『増補版 えん罪原因を調査せよ』
袴田事件再審無罪判決が確定した。確定判決は、みそ漬けされた衣類について捜査機関による証拠の捏造であると断定した。では、どの捜査機関がどのように捏造したのか、具体的に調査して明らかにすべきだろう。それは国の責任である。しかし、肝腎の捜査側はそこまで踏み込んだ解明をしない。その調査を当該捜査機関に任せることはできないのだ。
大川原化工機事件では検察がなぜ保釈に反対し続けたのか、裁判所がなぜ保釈を却下し続けたのか、明らかにされない。
福井前川事件では、検察は、事件の日のテレビ番組とされた供述が実はその1週間後の番組であったからでっち上げであったことを認識しながら、なぜその供述を維持し続けたのか、何も説明がない。
えん罪を生み出す原因を究明する声が高まり、それを検証する第三者機関の必要性がその都度強調されながら、一向に実現されない。とりわけ権力機関に対しては、それをチェックする独立した機関が必ず必要なのだ。

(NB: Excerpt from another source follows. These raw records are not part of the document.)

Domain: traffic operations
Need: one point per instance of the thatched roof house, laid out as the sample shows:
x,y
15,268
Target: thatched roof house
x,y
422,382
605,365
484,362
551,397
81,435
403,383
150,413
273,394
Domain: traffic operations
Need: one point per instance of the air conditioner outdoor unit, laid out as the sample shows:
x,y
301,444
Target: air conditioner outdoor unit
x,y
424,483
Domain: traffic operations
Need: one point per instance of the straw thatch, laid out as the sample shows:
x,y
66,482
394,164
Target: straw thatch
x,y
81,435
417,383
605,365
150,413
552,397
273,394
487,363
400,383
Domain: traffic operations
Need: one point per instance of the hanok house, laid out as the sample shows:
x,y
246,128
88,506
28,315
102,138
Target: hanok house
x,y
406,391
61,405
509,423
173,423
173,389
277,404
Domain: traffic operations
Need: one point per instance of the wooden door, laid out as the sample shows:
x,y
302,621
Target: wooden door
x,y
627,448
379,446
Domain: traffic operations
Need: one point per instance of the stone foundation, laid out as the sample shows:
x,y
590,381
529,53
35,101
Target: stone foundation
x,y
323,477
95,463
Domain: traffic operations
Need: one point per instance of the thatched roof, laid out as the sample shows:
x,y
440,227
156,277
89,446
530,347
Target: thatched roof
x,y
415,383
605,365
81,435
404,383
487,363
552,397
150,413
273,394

ついに、『増補版 えん罪原因を調査せよ 国会に第三者機関の設置を』(勁草書房)が出版された。指宿信教授による書下ろし論文「誤判原因究明制度の確立を 袴田事件を教訓として」を追加掲載し、増補版が作成された。
どのような第三者機関が望ましいか、まとまった研究は本書しかない。本書では、「国会原発事故調査委員会」にならって、国会に第三者機関の設置を求めている。
日弁連人権擁護委員会えん罪原因究明第三者機関特別部会編。特別部会の前身は、日弁連えん罪原因究明第三者機関ワーキンググループ。
故西嶋勝彦・袴田事件弁護団長がこのワーキンググループ座長として本書作成に直接関わった。私も副座長として関わり、増補版出版に漕ぎつけた。